A headless ETL / ELT / data pipeline and integration SDK for Python.
Project description
Hyperion
A headless ETL / ELT / data pipeline and integration SDK for Python.
Features
- Data Catalog System: Manage and organize data assets across S3 buckets
- Schema Management: Validate and store schema definitions for data assets
- AWS Infrastructure Abstractions: Simplified interfaces for S3, DynamoDB, SQS, and Secrets Manager
- Source Framework: Define data sources that extract data and store in the catalog
- Caching: In-memory, local file, and DynamoDB caching options
- Asynchronous Processing: Utilities for async operations and task queues
- Geo Utilities: Location-based services with Google Maps integration
Core Concepts
Assets
Assets are the fundamental units of data in Hyperion. Each asset represents a dataset stored in a specific location with a defined schema.
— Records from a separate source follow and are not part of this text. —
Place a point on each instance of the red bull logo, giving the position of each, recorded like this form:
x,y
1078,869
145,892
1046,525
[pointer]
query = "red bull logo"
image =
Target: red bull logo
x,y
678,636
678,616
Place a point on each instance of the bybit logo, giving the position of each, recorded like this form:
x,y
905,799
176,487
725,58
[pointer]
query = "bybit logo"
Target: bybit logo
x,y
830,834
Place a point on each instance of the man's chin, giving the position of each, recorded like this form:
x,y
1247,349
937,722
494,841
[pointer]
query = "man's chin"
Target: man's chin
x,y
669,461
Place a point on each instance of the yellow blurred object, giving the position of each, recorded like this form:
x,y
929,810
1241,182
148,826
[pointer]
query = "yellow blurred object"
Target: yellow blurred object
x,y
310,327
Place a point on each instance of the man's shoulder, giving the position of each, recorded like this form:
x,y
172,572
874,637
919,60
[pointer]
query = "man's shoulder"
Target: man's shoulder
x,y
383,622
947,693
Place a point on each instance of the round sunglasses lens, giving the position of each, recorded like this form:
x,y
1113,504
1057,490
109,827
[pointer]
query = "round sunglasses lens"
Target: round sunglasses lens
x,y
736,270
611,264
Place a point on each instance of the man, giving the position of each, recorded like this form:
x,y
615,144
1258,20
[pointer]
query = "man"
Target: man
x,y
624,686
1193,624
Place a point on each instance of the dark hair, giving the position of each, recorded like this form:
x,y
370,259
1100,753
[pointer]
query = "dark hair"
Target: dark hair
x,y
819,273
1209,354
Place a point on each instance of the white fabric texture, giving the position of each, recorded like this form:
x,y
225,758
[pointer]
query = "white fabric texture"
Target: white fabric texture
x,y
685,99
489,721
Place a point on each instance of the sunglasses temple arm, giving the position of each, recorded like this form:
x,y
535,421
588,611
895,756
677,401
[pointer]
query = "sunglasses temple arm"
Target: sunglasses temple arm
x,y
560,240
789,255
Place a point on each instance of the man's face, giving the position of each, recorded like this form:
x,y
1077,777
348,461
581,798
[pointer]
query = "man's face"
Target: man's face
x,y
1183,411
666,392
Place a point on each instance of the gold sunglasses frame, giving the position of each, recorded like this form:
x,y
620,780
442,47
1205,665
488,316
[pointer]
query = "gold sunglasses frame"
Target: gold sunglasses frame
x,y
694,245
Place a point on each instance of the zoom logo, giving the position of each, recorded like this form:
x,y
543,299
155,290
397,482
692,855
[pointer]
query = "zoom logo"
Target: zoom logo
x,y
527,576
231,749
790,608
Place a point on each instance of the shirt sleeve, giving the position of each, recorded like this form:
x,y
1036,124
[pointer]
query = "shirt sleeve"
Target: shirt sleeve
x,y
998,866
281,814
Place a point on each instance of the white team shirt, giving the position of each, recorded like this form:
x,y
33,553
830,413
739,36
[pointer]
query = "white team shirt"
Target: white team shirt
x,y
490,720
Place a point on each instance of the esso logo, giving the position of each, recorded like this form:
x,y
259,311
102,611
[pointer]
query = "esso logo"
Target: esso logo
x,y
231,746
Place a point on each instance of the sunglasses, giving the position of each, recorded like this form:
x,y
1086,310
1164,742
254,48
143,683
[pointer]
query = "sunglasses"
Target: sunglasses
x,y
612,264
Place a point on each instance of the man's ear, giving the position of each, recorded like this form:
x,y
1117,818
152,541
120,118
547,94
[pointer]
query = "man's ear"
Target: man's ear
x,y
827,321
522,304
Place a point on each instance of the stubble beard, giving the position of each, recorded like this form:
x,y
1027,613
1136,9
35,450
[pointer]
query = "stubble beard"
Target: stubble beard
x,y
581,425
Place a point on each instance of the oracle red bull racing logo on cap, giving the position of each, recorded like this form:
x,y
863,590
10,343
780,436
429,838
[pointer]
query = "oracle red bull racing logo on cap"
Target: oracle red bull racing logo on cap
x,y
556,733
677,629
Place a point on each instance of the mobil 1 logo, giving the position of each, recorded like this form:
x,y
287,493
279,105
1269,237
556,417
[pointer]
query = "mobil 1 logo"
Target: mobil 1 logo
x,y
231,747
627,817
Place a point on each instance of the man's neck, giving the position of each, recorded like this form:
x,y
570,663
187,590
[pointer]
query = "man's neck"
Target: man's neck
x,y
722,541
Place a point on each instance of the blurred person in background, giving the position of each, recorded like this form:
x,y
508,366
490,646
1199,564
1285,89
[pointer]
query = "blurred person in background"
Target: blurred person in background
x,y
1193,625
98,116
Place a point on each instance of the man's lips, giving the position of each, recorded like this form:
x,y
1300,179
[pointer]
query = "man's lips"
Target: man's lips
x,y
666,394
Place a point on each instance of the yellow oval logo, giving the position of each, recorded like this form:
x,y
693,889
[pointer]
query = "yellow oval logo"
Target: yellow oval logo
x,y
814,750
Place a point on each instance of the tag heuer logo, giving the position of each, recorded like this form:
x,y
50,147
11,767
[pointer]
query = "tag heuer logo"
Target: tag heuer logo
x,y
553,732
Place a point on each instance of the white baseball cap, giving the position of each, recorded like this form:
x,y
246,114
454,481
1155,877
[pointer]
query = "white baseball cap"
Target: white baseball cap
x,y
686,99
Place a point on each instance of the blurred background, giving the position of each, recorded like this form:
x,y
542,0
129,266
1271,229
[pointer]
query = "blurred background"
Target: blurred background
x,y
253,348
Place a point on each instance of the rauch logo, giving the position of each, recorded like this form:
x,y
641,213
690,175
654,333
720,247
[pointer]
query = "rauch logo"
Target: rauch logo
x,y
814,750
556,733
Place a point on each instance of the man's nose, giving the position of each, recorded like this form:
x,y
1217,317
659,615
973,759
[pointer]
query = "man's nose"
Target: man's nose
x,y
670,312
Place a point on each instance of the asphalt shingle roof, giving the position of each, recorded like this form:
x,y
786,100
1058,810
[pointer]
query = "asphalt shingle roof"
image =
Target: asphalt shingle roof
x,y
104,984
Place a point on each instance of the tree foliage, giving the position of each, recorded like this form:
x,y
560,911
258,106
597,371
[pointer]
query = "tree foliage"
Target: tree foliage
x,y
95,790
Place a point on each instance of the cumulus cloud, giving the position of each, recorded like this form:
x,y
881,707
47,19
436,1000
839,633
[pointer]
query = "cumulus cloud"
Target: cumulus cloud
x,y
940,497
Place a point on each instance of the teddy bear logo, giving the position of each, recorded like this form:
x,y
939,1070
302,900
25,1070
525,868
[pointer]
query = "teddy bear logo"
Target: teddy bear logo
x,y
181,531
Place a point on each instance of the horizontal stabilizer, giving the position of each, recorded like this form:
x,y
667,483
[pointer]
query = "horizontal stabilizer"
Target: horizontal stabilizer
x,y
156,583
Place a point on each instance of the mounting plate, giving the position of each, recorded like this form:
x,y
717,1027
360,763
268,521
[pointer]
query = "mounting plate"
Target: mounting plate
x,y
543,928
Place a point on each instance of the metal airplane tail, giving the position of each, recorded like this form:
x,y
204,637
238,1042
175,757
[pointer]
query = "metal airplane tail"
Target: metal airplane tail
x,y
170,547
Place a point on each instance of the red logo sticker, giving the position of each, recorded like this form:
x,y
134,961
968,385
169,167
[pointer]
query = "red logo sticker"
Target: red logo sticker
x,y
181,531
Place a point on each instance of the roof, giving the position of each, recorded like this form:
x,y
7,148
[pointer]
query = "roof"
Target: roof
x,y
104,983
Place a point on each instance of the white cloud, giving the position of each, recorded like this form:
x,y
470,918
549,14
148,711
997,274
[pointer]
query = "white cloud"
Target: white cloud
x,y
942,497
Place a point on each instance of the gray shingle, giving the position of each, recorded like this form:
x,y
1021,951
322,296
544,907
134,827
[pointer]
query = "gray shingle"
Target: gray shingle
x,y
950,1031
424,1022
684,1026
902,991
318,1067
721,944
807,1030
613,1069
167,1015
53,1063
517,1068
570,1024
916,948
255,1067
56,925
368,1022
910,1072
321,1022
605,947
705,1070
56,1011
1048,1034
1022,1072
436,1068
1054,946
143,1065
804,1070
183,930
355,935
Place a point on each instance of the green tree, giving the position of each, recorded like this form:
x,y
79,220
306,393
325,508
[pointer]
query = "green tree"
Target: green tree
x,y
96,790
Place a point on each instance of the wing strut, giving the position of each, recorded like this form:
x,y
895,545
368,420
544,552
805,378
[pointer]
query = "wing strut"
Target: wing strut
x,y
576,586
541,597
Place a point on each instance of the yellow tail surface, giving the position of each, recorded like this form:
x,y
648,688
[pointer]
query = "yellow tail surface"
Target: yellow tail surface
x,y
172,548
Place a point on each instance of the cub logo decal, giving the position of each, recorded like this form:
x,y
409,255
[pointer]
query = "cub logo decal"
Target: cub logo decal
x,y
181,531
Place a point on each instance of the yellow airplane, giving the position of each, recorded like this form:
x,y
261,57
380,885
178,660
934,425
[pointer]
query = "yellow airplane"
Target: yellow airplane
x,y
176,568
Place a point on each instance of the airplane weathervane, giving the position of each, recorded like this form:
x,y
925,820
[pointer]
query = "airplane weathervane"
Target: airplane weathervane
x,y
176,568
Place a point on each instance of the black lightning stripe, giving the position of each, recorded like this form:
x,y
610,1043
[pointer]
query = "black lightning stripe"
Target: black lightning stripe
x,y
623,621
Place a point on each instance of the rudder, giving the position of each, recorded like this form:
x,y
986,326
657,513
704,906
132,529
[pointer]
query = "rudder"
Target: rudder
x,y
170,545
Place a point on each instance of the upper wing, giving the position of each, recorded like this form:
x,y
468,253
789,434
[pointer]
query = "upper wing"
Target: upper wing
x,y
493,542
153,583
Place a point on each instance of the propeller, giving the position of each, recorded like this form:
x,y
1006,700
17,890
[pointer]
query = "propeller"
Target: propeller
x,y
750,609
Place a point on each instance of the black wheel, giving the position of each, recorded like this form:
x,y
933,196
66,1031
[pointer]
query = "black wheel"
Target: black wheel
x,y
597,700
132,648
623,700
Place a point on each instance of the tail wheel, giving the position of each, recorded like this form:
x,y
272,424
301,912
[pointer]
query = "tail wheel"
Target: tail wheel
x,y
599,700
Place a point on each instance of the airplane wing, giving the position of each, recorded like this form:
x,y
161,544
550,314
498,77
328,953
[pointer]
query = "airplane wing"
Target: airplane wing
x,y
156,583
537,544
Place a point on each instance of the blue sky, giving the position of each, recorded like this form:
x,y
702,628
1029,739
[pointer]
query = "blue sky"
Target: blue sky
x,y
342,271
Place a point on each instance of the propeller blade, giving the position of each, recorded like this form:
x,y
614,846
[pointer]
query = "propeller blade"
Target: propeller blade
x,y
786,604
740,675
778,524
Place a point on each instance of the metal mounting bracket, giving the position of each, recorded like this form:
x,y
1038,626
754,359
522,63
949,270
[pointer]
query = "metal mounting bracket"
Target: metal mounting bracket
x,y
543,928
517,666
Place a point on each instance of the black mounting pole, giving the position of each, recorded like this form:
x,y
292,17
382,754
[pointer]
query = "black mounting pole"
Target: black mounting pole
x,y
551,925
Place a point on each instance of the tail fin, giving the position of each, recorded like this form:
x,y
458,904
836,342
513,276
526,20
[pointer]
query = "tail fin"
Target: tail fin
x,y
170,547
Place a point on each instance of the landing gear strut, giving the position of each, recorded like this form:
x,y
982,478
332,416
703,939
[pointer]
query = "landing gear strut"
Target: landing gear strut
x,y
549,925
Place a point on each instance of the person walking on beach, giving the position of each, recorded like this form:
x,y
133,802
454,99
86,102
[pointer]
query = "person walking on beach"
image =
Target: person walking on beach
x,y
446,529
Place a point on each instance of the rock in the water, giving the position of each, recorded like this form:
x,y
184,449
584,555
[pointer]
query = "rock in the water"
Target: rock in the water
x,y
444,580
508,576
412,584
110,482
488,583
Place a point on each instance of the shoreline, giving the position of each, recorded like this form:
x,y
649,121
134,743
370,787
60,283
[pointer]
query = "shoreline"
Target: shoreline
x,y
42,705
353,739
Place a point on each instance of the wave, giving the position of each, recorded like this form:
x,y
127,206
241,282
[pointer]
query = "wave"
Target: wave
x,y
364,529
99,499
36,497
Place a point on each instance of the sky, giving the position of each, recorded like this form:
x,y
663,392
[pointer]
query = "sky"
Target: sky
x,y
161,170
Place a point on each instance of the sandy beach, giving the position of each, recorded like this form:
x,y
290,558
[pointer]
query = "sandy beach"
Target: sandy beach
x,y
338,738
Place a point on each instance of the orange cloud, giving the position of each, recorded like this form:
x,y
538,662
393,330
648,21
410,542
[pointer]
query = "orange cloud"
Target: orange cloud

Hyperion supports three types of assets:
DataLakeAsset
- Represents raw, immutable data stored in a data lake
- Time-partitioned by date
- Each partition has a schema version
- Example use cases: raw API responses, event logs, or any source data that needs to be preserved in its original form
FeatureAsset
- Represents processed feature data with time resolution
- Used for analytics, machine learning features, and derived datasets
- Supports different time resolutions (seconds, minutes, hours, days, weeks, months, years)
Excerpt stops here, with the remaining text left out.